The old city of Jerusalem is an interesting place to visit especially if you are a religious person. This is a city where holy meets secular, old meets new and more important nature and outstanding architecture merge into a melting pot of sights and sounds. In addition, Jerusalem is a place where the three main faiths meet. For Christians, it is the place where Jesus was crucified, for Jews, it is the place of Kind David’s throne and the capital city of the modern Israel, and for Muslims it is a sacred place of worship.
Situated in the Judean Mountains, north of the Dead Sea, Jerusalem is home to over 750,000 residents. What is interesting is that the area known as the Old City of Jerusalem is only about one square kilometer, but holds incredible importance to so many people across the world.
This place is home to very special sites of religious significance, including the Dome of the Rock, al-Aqsa Mosque, the Church of the Holy of Sepulchre, the Western Wall and the Temple Mount. The Old City has been divided into four different quarters and they include the Muslim quarters, the Jewish quarters, the Christian quarters and the Armenian quarters.
Each quarter here has its own exceptional environment, attraction, and experiences. One of the best ways to experience life in the old city of Jerusalem is with a tour, entering the walled Old City through one of its 7 gates.

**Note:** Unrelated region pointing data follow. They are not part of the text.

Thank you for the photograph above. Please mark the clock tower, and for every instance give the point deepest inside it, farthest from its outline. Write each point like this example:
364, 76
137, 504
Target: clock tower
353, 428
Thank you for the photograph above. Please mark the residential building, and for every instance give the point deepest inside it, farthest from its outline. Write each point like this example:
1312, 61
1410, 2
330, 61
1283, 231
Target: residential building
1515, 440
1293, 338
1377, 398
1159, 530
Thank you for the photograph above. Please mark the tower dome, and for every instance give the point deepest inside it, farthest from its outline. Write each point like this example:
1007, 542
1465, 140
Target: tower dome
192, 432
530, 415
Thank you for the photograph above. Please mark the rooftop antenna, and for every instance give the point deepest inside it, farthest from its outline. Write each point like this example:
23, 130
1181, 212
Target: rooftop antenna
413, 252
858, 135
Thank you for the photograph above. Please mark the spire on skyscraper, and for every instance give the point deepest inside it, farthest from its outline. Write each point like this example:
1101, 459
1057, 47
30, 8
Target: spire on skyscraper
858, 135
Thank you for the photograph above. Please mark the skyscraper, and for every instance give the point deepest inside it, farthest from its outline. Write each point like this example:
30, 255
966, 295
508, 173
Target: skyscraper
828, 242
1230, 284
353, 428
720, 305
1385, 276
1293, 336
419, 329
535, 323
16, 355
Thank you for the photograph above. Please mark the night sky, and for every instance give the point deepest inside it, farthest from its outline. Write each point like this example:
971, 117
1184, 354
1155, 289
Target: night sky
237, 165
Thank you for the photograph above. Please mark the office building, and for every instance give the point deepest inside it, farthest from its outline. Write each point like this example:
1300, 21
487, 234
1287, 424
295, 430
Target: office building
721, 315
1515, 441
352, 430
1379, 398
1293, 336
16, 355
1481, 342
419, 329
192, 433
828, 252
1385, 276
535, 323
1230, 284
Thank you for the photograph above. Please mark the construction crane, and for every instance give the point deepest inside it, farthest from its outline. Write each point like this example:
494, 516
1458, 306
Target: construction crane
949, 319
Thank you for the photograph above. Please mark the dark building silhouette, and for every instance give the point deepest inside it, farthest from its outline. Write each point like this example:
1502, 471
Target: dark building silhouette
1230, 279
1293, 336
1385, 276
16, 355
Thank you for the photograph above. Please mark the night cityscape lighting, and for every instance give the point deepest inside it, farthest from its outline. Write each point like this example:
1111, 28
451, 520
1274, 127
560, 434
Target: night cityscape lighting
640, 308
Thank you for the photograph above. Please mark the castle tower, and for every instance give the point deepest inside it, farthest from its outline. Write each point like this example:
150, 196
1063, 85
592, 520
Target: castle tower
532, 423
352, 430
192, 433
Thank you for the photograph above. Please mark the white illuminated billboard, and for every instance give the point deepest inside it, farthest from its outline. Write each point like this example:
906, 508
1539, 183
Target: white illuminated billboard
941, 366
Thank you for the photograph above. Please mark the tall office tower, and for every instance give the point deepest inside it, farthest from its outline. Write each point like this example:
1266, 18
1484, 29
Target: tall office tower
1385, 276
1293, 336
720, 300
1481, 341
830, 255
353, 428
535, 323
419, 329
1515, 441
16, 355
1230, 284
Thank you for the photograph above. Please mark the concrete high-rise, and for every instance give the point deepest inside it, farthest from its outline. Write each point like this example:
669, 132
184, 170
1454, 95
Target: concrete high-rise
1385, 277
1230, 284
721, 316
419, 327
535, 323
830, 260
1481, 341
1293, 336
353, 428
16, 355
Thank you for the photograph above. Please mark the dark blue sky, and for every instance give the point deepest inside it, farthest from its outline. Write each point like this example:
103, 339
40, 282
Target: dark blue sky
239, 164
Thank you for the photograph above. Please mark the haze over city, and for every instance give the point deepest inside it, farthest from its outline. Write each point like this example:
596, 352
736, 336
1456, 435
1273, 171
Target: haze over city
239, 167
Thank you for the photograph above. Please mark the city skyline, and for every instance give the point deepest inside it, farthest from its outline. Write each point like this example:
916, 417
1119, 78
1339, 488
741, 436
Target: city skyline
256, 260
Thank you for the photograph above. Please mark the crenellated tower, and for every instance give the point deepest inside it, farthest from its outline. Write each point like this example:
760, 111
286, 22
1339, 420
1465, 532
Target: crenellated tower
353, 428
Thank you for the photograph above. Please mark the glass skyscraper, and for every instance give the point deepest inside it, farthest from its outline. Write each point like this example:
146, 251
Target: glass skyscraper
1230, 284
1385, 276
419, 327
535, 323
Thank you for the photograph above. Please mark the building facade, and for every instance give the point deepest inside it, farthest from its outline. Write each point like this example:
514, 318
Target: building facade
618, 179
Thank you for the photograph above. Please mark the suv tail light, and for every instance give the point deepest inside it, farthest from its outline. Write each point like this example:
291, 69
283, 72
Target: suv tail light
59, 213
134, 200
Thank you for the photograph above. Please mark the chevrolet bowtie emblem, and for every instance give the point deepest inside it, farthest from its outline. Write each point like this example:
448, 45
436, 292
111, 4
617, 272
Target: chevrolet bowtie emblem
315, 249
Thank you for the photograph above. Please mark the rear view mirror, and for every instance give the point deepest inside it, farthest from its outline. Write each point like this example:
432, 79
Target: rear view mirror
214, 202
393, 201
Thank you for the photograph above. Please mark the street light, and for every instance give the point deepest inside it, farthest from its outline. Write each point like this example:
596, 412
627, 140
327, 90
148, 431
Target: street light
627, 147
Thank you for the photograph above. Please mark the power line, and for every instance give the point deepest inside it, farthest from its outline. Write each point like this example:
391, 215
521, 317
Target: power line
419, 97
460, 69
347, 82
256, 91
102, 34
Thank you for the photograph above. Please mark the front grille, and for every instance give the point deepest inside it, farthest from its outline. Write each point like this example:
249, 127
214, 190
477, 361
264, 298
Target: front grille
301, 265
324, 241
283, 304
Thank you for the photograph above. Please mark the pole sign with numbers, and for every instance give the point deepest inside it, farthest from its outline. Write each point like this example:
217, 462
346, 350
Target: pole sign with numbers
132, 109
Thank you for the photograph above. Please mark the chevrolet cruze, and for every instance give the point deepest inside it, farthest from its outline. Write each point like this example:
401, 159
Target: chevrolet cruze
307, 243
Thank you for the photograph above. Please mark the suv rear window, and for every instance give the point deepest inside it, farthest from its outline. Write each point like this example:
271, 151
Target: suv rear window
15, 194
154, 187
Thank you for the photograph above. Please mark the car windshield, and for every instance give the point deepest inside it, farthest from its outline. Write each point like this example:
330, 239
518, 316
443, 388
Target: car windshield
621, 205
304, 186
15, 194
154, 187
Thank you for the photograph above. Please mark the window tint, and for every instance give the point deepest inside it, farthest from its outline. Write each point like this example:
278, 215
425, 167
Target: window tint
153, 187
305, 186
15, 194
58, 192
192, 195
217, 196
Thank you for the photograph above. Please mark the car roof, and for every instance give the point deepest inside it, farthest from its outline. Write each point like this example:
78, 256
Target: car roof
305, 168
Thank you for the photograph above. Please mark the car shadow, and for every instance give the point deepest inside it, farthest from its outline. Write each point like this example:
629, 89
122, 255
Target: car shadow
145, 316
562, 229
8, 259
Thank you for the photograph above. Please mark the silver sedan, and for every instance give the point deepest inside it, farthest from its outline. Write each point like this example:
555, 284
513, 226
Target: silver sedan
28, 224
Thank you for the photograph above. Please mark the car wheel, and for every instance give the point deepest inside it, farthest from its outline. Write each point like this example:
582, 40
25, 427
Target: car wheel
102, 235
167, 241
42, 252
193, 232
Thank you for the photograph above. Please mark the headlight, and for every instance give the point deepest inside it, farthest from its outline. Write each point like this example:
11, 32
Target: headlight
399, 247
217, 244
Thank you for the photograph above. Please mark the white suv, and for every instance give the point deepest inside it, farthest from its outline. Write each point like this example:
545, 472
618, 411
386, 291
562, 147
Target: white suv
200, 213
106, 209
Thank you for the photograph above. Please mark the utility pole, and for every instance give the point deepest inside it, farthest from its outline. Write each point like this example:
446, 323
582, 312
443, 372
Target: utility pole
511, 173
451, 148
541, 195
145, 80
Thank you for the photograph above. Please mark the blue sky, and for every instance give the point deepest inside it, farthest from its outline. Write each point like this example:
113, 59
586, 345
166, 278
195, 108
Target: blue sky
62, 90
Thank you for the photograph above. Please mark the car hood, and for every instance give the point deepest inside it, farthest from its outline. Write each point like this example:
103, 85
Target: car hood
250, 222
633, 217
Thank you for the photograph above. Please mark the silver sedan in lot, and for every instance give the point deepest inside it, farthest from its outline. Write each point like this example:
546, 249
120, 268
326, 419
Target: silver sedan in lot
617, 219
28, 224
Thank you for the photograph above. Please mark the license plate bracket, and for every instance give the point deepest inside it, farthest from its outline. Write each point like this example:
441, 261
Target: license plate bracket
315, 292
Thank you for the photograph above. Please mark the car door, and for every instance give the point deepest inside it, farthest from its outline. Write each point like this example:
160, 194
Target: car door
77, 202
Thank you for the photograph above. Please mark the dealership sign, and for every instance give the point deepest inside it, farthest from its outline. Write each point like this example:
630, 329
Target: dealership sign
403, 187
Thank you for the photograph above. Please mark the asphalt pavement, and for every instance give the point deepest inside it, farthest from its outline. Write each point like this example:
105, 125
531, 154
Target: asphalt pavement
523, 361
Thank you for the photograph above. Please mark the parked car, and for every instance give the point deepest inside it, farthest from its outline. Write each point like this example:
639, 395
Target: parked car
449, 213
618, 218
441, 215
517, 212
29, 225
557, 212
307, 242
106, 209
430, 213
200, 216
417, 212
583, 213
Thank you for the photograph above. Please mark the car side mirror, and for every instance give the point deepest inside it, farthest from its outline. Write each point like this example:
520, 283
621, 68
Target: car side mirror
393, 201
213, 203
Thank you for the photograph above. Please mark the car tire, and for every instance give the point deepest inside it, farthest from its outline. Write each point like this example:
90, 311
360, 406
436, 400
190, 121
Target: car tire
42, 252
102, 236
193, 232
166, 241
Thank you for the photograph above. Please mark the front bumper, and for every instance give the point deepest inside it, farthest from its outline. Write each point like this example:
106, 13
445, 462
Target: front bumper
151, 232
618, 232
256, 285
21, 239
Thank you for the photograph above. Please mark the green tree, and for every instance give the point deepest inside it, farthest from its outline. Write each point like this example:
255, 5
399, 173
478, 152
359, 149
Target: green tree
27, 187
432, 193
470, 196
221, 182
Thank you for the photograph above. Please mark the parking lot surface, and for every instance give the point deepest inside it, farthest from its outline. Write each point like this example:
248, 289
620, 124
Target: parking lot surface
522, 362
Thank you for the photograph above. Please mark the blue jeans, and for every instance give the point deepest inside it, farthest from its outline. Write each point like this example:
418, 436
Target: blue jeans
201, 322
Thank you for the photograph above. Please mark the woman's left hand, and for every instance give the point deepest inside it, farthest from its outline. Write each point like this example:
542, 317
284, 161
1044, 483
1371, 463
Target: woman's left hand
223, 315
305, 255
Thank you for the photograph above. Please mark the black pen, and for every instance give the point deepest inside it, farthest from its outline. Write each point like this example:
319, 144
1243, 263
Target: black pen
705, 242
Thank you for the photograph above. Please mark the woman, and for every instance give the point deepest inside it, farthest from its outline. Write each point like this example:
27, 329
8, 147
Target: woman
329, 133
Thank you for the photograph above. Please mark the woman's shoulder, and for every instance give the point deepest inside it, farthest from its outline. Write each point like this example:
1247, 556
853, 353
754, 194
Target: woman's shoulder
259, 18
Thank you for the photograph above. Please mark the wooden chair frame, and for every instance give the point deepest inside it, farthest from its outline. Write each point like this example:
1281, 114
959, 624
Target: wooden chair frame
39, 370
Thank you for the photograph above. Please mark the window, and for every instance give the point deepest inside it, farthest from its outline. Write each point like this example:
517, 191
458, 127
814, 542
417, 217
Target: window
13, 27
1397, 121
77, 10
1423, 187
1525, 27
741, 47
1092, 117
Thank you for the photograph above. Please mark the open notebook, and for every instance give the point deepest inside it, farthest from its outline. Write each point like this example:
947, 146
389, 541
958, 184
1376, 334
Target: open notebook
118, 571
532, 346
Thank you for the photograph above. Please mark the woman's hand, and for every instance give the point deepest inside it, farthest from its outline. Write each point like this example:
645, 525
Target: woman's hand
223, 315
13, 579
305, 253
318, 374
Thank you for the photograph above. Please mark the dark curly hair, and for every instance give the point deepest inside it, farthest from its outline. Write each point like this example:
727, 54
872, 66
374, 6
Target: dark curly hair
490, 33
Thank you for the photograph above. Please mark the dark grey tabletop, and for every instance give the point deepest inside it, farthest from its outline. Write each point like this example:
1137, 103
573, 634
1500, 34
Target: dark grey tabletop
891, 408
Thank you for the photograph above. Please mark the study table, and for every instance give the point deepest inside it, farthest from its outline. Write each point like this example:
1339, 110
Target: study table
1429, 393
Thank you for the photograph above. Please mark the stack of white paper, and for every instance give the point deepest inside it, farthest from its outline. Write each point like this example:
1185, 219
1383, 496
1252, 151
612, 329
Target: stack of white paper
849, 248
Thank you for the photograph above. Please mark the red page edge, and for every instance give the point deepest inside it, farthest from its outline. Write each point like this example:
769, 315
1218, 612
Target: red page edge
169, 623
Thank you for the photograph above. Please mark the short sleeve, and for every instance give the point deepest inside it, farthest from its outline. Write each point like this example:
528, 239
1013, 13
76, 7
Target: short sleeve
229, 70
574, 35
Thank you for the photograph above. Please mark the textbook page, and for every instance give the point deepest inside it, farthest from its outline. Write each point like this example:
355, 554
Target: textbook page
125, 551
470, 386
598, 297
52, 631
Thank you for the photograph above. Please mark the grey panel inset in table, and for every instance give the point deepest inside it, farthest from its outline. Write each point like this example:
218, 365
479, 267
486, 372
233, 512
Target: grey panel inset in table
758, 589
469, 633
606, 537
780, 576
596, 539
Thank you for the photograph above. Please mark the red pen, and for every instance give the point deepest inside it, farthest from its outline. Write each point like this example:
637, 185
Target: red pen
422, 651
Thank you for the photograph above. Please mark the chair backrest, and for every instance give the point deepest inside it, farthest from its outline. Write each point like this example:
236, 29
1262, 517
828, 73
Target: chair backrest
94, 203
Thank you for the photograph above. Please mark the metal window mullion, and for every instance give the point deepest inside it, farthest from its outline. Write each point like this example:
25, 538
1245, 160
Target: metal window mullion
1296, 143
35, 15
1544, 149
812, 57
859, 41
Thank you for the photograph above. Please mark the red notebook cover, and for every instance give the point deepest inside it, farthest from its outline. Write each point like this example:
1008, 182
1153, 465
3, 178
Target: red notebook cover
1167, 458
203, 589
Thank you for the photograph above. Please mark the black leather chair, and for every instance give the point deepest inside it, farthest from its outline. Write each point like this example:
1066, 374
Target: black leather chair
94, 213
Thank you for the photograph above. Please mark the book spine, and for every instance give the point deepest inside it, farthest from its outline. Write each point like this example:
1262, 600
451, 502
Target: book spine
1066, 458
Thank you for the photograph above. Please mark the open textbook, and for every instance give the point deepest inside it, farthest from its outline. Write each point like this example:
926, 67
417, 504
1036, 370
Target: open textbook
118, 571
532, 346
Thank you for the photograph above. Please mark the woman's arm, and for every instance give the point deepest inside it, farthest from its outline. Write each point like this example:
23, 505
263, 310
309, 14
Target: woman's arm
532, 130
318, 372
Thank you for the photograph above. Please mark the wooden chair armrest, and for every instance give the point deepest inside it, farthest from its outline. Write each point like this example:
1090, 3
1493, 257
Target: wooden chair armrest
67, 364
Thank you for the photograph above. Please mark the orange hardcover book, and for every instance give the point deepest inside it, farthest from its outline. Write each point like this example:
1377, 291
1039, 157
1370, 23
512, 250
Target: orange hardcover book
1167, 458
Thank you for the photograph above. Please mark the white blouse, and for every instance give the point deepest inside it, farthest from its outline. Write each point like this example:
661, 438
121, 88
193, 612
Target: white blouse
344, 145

The Christian quarter is home to around forty holy sites. You will find pilgrims and priest from all over the planet here. This quarter was built based on the idea that Jesus was crucified and buried there.
The Armenian quarter is the smallest quarter in the Old City. It is home to about 2,500 people and they are believed to have lived here for over 2,000 years. The Armanian Patriarchate is one of the guardians of the Christian Holy sites in the Holy land.
The Muslim quarter is the busiest and most crowded quarter. You will see vendors selling various products in these streets. The Dome of the Rock (Qubbat as-Sakhrah) along with the al-Aqsa Mosque is situated in the Temple Mount and non-Muslims are not granted entrance, with the exception of tourists in organized tours (private or group tours).
The Jewish quarter may not seem as busy like the Muslim quarter and there are no entrance restrictions. This quarter is rich in history, as before reconstruction began, archeologists had a unique opportunity to excavate and uncover part of Jerusalem’s ancient history.
It is highly advisable that you tour the Old City of Jerusalem.